Konitz fascinates for a second reason, as well. And that, to paraphrase Marlon Brando, is because there was a time when he very well "coulda been a contenda," a primary influence upon the trends of jazz. Instead, he became an independent voice, an outsider who still managed to attract the attention and admiration of the insiders.

Konitz came on the scene as a true original in the late 1940s, his style already remarkably well-formed, a potentially influential player by the time he was in his early 20s.
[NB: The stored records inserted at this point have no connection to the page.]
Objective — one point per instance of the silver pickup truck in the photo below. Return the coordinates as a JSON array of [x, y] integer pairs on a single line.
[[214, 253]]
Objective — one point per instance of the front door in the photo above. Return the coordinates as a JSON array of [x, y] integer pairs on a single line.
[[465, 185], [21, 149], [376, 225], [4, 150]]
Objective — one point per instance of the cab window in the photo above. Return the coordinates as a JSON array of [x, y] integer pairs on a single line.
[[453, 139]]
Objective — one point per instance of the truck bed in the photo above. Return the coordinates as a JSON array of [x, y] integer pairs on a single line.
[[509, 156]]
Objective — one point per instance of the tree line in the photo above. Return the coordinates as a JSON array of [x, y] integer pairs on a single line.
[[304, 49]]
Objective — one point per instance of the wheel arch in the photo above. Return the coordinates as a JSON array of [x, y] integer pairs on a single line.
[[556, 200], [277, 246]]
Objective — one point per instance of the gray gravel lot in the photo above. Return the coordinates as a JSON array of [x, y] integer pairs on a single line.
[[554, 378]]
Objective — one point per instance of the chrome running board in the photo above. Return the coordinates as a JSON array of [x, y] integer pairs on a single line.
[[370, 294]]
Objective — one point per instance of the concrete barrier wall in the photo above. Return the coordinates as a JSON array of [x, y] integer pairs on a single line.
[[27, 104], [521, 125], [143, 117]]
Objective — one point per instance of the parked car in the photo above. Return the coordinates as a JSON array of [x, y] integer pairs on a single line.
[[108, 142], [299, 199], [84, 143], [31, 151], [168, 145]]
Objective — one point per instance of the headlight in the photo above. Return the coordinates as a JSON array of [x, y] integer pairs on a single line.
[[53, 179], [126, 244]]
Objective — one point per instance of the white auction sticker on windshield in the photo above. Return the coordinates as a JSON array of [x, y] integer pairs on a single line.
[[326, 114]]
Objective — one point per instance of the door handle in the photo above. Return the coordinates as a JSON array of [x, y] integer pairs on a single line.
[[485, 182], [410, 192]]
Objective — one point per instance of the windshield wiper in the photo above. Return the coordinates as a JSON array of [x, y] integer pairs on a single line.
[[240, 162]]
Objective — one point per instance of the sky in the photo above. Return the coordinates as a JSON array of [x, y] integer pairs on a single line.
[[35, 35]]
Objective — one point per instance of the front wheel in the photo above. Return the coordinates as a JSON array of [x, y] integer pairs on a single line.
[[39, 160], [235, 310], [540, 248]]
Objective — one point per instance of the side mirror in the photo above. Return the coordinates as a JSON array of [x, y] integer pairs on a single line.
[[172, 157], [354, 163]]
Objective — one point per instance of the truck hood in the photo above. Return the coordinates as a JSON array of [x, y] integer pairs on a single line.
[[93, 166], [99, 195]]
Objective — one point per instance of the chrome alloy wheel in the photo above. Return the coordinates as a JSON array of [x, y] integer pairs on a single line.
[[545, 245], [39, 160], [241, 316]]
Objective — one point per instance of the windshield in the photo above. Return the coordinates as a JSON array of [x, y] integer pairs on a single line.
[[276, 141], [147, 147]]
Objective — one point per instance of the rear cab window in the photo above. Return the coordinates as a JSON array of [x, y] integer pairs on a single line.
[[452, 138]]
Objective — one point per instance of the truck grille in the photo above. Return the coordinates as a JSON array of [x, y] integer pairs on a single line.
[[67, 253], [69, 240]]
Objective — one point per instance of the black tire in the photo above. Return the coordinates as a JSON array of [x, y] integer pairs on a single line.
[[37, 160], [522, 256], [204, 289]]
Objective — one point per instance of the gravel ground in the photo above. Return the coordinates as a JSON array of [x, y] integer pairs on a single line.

There was, however, a problem: Konitz arrived at a time when alto saxophonist Charlie "Bird" Parker (with Dizzy Gillespie, Thelonious Monk and others) was already inventing a new jazz language--bebop. It was a language, along with a vocabulary and a dialect, that would become so pervasive that it eventually encompassed the jazz world, leaving little room for alternative approaches. Virtually every saxophonist in jazz who came to maturity after the late 1940s was indelibly affected by Parker's playing.

But Konitz, seven years younger than Parker, insisted upon making his own musical passage. The decision, at the time, was a courageous one; to not play bebop in the late '40s and early '50s was to be stamped as either a "moldy fig" or a cold intellectual.

And Konitz's sound, with its pure-centered quality, similar to the traditional French classical approach to the alto, was often described as "chilly." His improvisations--unlike the blues-based, harmonically intricate lines of bebop--moved in and around the harmonies, sometimes in near-modal fashion, sometimes in dissonant opposition to the chords. Finally, his music, almost without exception, never made concessions to commercial considerations. He was a true original, determinedly moving against the growing widespread, tidal mainstream of bebop.

Although his method was, for alto players, one of the few viable alternatives to Parker, Konitz's direct influence upon his contemporaries then and now has been limited.